Malaspina Expedition, an interdisciplinary research project

One of Duarte’s research highlights was the Malaspina Expedition in 2010. This was a global expedition with the goal of assessing the status of the oceans in terms of health and responses to human pressures. The 10-month long expedition involved approximately 700 scientists from around the world.

With this expedition, Duarte says he gained valuable experience in pushing forward with scientific goals. He says even if people do not believe in you, through will and powers of purpose, one can always achieve the impossible. “I was told by my colleagues and other people around me that what I wanted to do was impossible and I would never manage to do it; yet it got done. So it shows that there are no frontiers in science that cannot be broken and that we can really strive to achieve the impossible,” he said.

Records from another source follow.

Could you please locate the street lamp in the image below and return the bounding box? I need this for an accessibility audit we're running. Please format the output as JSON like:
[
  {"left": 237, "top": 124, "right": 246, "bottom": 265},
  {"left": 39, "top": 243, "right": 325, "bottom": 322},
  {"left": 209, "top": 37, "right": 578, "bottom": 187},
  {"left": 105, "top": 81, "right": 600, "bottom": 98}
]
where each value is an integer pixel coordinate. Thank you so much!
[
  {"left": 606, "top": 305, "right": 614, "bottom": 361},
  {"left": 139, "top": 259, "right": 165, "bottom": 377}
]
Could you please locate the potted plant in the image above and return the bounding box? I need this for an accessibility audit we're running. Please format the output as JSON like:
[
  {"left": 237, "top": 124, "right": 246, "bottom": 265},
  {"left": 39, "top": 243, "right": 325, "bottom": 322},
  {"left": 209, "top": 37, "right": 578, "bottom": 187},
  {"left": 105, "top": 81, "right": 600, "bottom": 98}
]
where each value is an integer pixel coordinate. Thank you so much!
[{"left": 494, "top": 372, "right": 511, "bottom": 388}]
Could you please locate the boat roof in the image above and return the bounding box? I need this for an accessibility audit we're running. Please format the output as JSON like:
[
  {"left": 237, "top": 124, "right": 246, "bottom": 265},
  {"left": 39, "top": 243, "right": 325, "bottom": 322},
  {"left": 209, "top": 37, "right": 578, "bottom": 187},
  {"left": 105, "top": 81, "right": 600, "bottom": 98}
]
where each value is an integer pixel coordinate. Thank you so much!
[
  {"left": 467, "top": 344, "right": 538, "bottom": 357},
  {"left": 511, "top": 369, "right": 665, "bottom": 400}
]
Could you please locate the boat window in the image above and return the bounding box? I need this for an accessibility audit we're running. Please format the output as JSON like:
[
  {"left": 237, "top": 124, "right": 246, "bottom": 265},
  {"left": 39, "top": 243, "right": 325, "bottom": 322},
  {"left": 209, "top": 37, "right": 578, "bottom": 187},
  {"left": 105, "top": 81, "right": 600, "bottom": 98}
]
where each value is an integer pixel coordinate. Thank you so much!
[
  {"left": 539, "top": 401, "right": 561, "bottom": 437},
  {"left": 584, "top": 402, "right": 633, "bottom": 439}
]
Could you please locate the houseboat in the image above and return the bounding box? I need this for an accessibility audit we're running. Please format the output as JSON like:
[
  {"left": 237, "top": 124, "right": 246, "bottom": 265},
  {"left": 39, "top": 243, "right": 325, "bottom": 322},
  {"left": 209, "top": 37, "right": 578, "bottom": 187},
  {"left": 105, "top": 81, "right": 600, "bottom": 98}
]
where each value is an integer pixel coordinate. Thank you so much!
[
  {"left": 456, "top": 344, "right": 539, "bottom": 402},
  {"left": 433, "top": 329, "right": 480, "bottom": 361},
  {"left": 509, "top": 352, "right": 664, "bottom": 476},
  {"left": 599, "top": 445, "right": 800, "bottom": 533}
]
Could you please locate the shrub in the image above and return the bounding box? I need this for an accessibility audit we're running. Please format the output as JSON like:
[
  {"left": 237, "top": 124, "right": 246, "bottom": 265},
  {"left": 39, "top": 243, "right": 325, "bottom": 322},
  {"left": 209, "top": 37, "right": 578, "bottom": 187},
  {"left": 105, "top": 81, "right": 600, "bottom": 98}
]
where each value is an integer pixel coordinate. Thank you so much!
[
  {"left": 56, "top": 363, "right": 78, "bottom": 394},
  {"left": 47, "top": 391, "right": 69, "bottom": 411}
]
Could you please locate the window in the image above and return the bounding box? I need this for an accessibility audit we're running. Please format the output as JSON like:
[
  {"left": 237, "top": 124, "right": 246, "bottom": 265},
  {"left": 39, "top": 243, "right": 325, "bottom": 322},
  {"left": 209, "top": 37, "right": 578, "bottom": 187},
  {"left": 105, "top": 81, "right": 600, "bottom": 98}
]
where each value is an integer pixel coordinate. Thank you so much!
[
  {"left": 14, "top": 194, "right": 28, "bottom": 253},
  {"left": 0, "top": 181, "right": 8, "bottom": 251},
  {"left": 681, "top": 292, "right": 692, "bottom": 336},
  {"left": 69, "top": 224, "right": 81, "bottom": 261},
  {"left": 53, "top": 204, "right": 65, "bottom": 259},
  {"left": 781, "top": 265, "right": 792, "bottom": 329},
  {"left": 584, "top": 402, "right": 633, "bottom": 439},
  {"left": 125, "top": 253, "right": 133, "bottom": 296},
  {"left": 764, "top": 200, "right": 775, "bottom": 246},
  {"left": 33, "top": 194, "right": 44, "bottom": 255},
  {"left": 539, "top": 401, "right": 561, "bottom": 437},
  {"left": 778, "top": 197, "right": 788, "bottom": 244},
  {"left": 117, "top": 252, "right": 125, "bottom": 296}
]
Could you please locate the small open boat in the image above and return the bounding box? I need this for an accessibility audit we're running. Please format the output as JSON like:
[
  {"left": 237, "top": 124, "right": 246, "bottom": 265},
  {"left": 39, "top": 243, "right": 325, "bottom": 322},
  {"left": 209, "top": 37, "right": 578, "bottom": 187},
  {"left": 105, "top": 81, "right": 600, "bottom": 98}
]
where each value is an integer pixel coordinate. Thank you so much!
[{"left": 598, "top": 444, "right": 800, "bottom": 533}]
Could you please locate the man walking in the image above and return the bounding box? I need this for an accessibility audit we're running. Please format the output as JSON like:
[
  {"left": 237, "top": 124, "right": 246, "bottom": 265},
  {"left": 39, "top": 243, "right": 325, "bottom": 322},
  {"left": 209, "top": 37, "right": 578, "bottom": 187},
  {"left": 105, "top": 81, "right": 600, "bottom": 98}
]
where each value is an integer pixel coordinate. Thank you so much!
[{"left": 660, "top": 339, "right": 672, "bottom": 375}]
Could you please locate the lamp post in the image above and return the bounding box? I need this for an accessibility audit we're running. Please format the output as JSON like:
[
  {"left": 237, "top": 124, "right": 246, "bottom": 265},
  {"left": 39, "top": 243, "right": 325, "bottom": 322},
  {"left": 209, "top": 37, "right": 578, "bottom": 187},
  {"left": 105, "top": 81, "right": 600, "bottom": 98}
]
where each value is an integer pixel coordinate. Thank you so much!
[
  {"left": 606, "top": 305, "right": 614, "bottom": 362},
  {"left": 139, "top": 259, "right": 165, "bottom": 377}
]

During the expedition, Duarte and his team completed the first estimate of the number of microbiological species inhabiting the deep sea, which is the largest ecosystem on earth and still poorly explored. They also learned the reasons why the deep sea accumulates a large pool of organic carbon that sits in the ocean at 1,000 meters deep. Scientists once assumed this mass was made of non-degradable chemical compounds, which was why it was there, but the team learned the mass contained readily degradable compounds but each of them at concentrations much too low to be used.

World’s largest biosphere

Microorganisms are the engine behind the biosphere. An example of a biosphere we can see is a forest. The ocean also contains forests but it’s less visible. “We tend to see organisms that are our size or similar,” Duarte said. “The ocean is a microbial ecosystem invisible to the mere eye. In the ocean, the biosphere is composed of microorganisms that are one thousandth of a millimeter in diameter but they produce as much or even more oxygen than all the forests of the world.”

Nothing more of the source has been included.